Louise Dennys, his editor and publisher, said Mr. Richler lured her to Canada 30 years ago when "a young Canadian I had fallen in love with" gave her a copy of St. Urbain's Horseman to read. "As a literary courtship, it succeeded admirably," Ms. Dennys said yesterday. "Thirty years later I'm still here" and still with the same man.

Ms. Dennys said she came to love and appreciate Mr. Richler. "We had met over the years and he knew that I had an enormous admiration for his work and when I started Knopf Canada, he asked me if I would like to become his editor and publisher."

His instincts as a writer were second to none, she said. "One of the reasons he was beloved is that he was always tough-minded. He was unafraid of seeing things as they are and letting us see them in the same way. His voice in his manuscripts was always original, sustained and brave and he could tell a hell of a good story with the most human of characters."

In the end, it will be his talent as a writer that will ensure that he has a legacy that extends beyond family, friends and colleagues. It is readers who will keep his name and his characters alive in his fiction and his causes in his essays.

Novelist Guy Vanderhaeghe saw a world outside Saskatoon after reading his novels. Saying that "the man had an indelible stamp," Mr. Vanderhaeghe said you "couldn't open a book by Richler and read a page and not know that he had written it. And that is what we say about all great writers."

Journalist John Fraser says the thing he loved the most about Mr. Richler was the fact that he was such a political animal. "He didn't miss a trick and I think this all came to the surface in the extraordinary battle he had with the separatists," Mr. Fraser said from London. "He was the only English Canadian who identified the dark secret of anti-Semitism lurking at the root of Catholic Quebec and he fought it with such ferocity inside Quebec and outside in The New Yorker."

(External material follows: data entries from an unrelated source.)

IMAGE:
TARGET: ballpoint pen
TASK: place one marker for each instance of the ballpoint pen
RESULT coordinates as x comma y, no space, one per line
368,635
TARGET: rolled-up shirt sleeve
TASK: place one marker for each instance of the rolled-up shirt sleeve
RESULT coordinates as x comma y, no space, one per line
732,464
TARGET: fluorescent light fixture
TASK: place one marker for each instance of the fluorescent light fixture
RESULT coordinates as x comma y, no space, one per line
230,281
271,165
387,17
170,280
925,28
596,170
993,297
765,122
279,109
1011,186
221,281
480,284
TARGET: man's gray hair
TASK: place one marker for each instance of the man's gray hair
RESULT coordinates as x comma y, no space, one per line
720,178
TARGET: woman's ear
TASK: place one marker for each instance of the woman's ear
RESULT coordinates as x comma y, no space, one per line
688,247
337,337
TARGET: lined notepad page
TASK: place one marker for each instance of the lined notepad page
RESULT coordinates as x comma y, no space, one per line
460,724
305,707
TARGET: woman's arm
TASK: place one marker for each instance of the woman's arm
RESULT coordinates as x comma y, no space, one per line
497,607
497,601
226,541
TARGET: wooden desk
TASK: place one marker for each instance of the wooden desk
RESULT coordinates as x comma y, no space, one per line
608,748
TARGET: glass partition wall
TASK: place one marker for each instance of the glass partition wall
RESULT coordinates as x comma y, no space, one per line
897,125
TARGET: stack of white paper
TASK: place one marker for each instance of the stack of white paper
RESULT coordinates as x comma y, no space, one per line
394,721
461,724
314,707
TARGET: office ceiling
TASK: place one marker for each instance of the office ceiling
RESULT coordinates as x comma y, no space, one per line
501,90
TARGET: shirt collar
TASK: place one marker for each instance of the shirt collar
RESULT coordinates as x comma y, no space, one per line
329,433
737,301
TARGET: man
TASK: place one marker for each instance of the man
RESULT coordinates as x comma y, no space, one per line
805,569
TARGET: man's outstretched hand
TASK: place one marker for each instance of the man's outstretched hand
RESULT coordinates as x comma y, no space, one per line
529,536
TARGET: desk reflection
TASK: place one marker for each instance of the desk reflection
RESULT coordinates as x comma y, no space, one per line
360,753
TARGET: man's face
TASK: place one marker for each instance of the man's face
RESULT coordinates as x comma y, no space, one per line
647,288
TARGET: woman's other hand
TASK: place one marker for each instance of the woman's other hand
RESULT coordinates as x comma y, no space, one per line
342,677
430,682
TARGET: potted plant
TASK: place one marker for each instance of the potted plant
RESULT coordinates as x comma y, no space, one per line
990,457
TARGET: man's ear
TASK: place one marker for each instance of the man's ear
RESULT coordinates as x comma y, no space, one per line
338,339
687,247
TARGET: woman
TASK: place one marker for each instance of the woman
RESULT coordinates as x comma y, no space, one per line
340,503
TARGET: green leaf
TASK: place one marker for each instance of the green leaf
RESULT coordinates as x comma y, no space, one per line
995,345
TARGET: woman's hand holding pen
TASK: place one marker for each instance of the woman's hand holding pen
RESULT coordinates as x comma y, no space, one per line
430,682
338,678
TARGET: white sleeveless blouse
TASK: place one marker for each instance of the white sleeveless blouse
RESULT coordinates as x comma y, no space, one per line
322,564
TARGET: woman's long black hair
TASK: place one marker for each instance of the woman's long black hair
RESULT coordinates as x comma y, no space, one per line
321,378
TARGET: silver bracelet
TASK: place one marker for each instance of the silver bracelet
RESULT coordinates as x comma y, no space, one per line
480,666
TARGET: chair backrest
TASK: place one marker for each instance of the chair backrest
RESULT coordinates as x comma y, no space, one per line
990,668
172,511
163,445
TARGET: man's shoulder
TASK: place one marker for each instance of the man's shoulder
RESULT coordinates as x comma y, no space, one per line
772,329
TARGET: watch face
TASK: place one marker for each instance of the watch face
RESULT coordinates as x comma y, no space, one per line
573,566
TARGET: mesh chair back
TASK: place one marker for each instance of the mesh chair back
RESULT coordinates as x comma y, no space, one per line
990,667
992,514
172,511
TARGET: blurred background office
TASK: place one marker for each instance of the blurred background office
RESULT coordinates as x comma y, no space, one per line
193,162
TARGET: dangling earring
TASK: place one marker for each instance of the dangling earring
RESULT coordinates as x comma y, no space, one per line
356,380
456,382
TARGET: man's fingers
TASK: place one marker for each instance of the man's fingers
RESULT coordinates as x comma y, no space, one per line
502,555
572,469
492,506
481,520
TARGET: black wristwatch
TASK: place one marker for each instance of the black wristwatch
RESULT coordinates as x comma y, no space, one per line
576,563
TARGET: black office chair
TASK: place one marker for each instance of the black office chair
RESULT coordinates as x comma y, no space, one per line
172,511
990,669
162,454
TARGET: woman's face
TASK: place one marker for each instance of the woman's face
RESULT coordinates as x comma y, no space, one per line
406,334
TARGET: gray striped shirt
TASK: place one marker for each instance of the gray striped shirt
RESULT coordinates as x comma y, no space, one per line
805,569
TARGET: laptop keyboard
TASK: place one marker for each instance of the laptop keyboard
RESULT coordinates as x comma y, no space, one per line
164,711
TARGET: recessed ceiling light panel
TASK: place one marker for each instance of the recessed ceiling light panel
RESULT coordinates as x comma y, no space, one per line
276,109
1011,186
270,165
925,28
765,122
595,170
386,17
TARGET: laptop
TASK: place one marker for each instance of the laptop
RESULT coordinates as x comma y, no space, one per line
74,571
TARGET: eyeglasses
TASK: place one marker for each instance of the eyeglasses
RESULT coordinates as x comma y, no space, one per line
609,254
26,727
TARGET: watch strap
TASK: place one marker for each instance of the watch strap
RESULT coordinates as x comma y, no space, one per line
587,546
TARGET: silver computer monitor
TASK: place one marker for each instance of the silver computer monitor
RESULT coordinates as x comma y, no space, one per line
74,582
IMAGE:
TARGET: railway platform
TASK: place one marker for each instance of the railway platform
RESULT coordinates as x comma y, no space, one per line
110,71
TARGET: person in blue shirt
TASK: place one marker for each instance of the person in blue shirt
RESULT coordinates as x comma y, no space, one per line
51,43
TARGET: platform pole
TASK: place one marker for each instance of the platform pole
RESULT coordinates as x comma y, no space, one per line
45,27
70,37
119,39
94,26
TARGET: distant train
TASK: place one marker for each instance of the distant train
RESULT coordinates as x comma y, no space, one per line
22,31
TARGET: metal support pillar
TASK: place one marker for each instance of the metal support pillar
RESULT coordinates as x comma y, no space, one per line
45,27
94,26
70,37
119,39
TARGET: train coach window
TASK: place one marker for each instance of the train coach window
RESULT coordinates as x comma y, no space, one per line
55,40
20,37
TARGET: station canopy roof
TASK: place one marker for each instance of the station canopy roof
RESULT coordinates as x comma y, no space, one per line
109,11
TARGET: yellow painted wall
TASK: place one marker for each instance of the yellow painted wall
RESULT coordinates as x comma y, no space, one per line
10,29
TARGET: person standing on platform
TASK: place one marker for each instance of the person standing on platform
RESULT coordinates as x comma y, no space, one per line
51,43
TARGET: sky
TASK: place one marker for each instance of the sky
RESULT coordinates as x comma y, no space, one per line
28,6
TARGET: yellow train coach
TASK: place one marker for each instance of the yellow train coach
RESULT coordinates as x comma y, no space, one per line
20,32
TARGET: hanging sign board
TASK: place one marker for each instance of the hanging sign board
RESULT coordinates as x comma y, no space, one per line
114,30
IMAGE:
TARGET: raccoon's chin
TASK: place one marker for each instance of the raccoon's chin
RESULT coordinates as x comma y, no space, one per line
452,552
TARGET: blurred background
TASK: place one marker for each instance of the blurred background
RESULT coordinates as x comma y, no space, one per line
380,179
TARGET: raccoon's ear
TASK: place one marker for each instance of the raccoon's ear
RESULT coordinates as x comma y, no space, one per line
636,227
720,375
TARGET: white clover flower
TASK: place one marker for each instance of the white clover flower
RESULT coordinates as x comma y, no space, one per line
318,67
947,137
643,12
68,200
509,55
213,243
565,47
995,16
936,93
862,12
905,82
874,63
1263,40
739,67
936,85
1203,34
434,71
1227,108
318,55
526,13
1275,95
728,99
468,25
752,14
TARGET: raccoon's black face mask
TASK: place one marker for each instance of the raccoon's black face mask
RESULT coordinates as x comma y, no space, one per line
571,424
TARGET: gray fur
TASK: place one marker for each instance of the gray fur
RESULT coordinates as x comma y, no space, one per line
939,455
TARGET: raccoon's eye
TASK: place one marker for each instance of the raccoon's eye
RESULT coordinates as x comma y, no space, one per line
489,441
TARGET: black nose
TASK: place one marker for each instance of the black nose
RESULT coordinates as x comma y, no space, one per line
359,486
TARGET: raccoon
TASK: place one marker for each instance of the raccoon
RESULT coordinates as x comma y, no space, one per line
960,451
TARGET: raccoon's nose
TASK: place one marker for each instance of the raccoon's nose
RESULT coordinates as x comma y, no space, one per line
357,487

Saying that Mr. Richler was relentless and sometimes unfair, Mr. Fraser said that his attacks were a significant factor in defusing some of the intellectual might of Quebec separatism. "He robbed them of the purity of their righteousness. No one else could have done it. And he did it from the perspective of St. Urbain Street."

As for Mr. Gzowski, he loves the old anecdote in which Mr. Richler is sitting in an airport with Montrealer William Weintrub. "Bill tells him he has just turned 40. And Mordecai said: 'You can't be 40, my father is 40.' " Mr. Gzowski says he remembered that story when he heard that Mr. Richler was dead. "All I could think about is, he can't be dead, my father is dead. We are all still young together."